Almost two thirds of Canadian defence projects ‘late’

20 January 2016

A Canadian fighter jet. © 123RF

More than 63% of Canada’s major defence procurement projects are late despite an increase in the military procurement budget, a report has found.

The University of Calgary’s Public School of Policy examined 59 active procurement programmes in the Canadian Army, Royal Canadian Navy (RCN) and Royal Canadian Air Force (RCAF) and found projects such as future pilot training and weapons upgrades were behind schedule.

Just over one third (34%) were on schedule and 3% were early, although one project was forced to “align with an external pressure” because it was part of a multinational consortium, according to the report 2015 Status Report on Major Defence Equipment Procurements.

The delayed projects were due to a lack of adequate staff resources to progress projects according to their schedules.

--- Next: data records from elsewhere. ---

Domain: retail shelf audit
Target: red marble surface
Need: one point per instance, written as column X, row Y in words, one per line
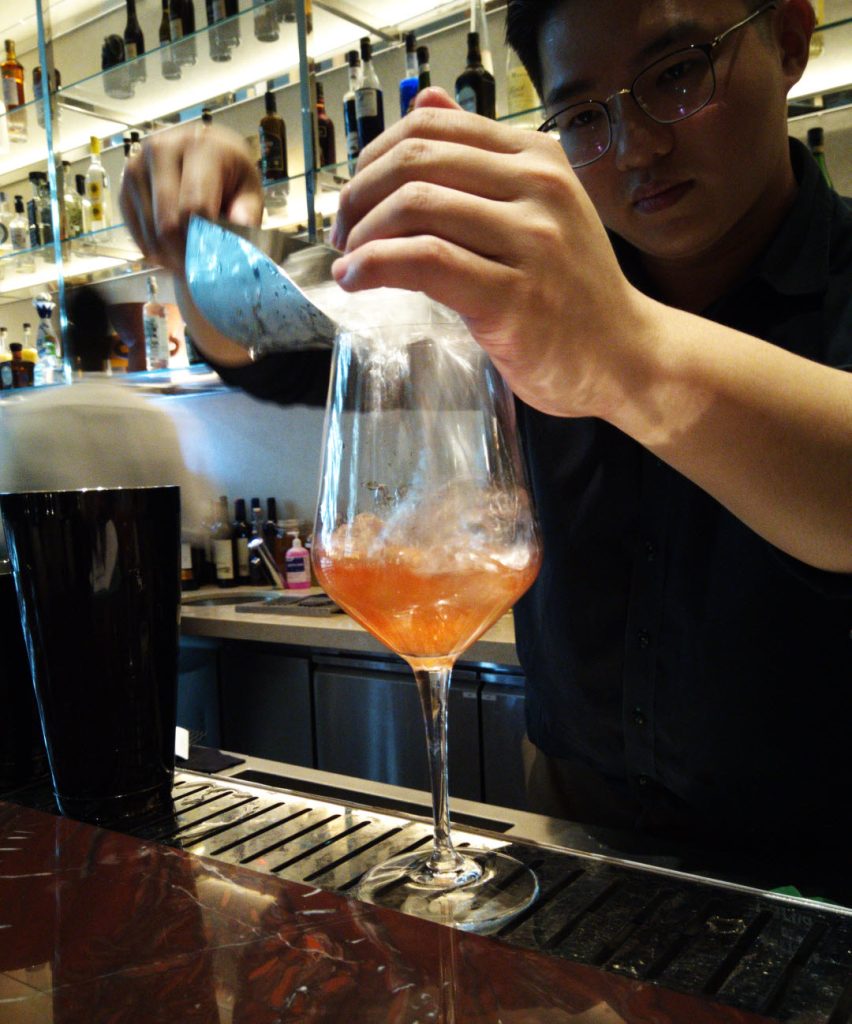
column 97, row 927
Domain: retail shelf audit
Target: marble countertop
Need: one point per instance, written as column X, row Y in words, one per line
column 337, row 632
column 95, row 926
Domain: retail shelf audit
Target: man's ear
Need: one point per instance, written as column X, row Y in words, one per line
column 793, row 27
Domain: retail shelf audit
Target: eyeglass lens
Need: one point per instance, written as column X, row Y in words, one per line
column 669, row 90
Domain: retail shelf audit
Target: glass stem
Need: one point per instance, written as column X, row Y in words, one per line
column 433, row 686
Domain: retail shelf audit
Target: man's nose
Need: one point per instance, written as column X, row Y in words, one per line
column 637, row 139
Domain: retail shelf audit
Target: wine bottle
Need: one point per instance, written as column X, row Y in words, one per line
column 272, row 133
column 816, row 142
column 474, row 87
column 424, row 76
column 221, row 536
column 265, row 22
column 156, row 329
column 325, row 131
column 350, row 120
column 369, row 101
column 241, row 534
column 182, row 17
column 134, row 43
column 13, row 95
column 97, row 188
column 409, row 82
column 168, row 53
column 218, row 40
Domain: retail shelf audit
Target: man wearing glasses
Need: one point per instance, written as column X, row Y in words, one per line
column 666, row 283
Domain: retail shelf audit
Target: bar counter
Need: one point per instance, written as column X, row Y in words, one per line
column 101, row 927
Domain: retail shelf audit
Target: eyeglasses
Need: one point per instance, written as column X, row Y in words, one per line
column 669, row 90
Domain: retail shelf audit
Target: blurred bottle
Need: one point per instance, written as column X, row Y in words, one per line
column 169, row 67
column 350, row 118
column 97, row 188
column 325, row 131
column 19, row 235
column 42, row 100
column 13, row 94
column 156, row 329
column 221, row 536
column 424, row 74
column 134, row 44
column 272, row 134
column 408, row 84
column 241, row 534
column 474, row 87
column 369, row 100
column 520, row 93
column 816, row 142
column 265, row 22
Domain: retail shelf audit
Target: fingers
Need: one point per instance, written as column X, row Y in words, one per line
column 208, row 171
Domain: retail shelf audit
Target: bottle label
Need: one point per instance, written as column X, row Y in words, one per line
column 466, row 98
column 223, row 557
column 367, row 103
column 9, row 92
column 243, row 555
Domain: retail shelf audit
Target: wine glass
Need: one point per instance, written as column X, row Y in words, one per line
column 425, row 534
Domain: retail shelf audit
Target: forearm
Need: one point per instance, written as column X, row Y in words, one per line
column 767, row 433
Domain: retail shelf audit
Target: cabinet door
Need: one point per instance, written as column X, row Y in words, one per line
column 503, row 730
column 266, row 704
column 370, row 725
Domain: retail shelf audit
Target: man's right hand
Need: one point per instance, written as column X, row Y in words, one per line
column 201, row 169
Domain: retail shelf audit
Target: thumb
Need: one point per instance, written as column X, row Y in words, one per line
column 433, row 95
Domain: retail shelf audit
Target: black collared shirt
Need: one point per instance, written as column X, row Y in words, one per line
column 705, row 675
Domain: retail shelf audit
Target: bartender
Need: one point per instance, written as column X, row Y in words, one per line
column 667, row 287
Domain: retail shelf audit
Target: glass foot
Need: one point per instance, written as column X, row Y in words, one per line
column 483, row 891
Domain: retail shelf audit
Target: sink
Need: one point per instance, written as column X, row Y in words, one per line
column 229, row 599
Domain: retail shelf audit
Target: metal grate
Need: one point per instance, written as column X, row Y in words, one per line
column 785, row 958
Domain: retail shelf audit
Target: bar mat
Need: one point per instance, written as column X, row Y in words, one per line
column 292, row 604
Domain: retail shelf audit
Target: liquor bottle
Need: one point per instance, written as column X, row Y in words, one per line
column 241, row 534
column 19, row 235
column 325, row 131
column 474, row 87
column 218, row 39
column 408, row 84
column 520, row 93
column 85, row 203
column 350, row 120
column 272, row 133
column 369, row 102
column 258, row 576
column 424, row 75
column 265, row 22
column 182, row 13
column 816, row 142
column 169, row 67
column 479, row 25
column 156, row 329
column 56, row 81
column 97, row 188
column 13, row 96
column 221, row 536
column 134, row 43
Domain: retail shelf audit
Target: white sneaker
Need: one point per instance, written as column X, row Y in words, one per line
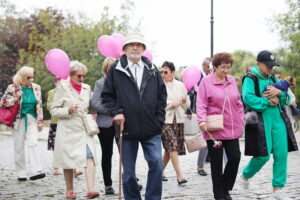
column 280, row 195
column 243, row 185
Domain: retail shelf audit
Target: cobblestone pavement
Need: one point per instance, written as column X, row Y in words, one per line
column 197, row 188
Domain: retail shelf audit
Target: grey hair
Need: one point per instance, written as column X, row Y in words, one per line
column 75, row 66
column 21, row 75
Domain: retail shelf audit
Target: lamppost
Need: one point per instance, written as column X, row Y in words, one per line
column 212, row 29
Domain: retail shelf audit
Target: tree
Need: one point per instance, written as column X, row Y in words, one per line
column 12, row 39
column 288, row 25
column 49, row 28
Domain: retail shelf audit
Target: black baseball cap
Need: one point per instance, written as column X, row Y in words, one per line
column 267, row 58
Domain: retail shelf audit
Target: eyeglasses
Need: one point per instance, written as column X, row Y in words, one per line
column 164, row 72
column 225, row 67
column 80, row 75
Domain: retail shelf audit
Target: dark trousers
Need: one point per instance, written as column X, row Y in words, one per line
column 224, row 181
column 106, row 138
column 153, row 155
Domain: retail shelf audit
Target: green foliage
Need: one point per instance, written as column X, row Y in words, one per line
column 28, row 39
column 288, row 25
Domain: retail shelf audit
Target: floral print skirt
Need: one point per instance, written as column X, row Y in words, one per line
column 173, row 137
column 51, row 137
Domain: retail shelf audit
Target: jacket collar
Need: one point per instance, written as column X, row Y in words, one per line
column 122, row 65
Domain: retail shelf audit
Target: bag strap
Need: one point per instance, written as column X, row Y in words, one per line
column 255, row 80
column 225, row 98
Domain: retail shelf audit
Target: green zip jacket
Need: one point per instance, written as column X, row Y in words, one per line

In addition, many projects were not included in the Department of National Defence’s 2014 investment plan, meaning they cannot be approved as fully funded projects.

Interdependence between projects also causes delays. A number of the RCAF’s projects are related to the management of Canada’s existing fleet of fighter jets and the acquisition of future fighter jets, a project delayed since 2012.

The report’s author David Perry, senior analyst with the Canadian Global Affairs Institute, added that Canada’s recent general election campaign slowed down the procurement process, with the Department of National Defence and other federal departments unable to secure approvals for procurement projects until the new cabinet was announced in November.

“Frustrating and disappointing delays have long been a matter of course in Canada’s defence procurement process,” he said. “In 2014-15, the number of ministerial or Treasury Board approvals to allow projects to proceed was half of that in 2009-10. Yet the demand for approvals has not abated.

“An irony here is that the military budget for procurement has increased,” he added. “Between 2004 and 2009 the Defence Department’s procurement budget nearly doubled. But the funding was never matched by the capacity to manage it.”

The Department of Defence did not respond to a request for comment.